The “dispositions” referred to in the amendment and listed in section 2313(c)(1)(A)-(D) include:

(A) In a criminal proceeding, a conviction.

(B) In a civil proceeding, a finding of fault and liability that results in the payment of a monetary fine, penalty, reimbursement, restitution, or damages of $5,000 or more.

(C) In an administrative proceeding, a finding of fault and liability that results in—

(i) the payment of a monetary fine or penalty of $5,000 or more; or

(ii) the payment of a reimbursement, restitution, or damages in excess of $100,000.

(D) To the maximum extent practicable and consistent with applicable laws and regulations, in a criminal, civil, or administrative proceeding, a disposition of the matter by consent or compromise with an acknowledgment of fault by the person if the proceeding could have led to any of the outcomes specified in subparagraph (A), (B), or (C).

In his remarks introducing the amendment, Rep. Ellison explained that the purpose of the amendment is to guarantee: “if there is a Federal contractor who has been found to engage in wage theft, that they may not benefit from this appropriation.” In his comments, Rep. Ellison relied on a report issued by Democrats on the Senate Committee on Health, Education, Labor, and Pensions finding that “32 percent…of the largest Department of Labor penalties for wage theft were levied against Federal contractors.” Rep. Ellison did not explain his definition of “wage theft” and the categories in the FAPIIS certainly encompass more than just “wage theft” (I put the term in quotes because it is both misleading and loaded). Interestingly, a similar “wage theft” measure failed in the House when proposed as an amendment to the funding bill for commerce, justice and science.

Whether this provision will survive in the final bill is not clear. The Senate Appropriations Committee has not marked up its own version of the bill. The Chamber of Commerce’s last minute lobbying efforts failed in the House, but its lobbyist explained that the Chamber “opposes efforts to add any provision similar to and including an amendment by Rep. Ellison that would prevent contractors found to have violated the Fair Labor Standards Act (FLSA) from continuing to receive federal contracts.” The Associated Builders and Contractors claimed in its own letter that the Ellison amendment was a “job killer” and would create a “blacklist” for federal contractors. The Society of Human Resource Management, the HR Policy Association and the Associated General Contractors of America have also signaled their opposition.

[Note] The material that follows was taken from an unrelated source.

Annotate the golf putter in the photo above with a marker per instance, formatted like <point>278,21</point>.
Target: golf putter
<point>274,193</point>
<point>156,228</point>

Federal contractors should monitor the progress of the appropriations bill and take careful notice of the consequences if the Ellison amendment becomes law. Not only will FLSA compliance take on even greater importance, but the amendment’s text may well give federal contractors additional impetus to avoid litigating FLSA matters at all, even in close or arguably “winnable” cases, for fear of losing their federal contracts.

DISCLAIMER: Because of the generality of this update, the information provided herein may not be applicable in all situations and should not be acted upon without specific legal advice based on particular situations.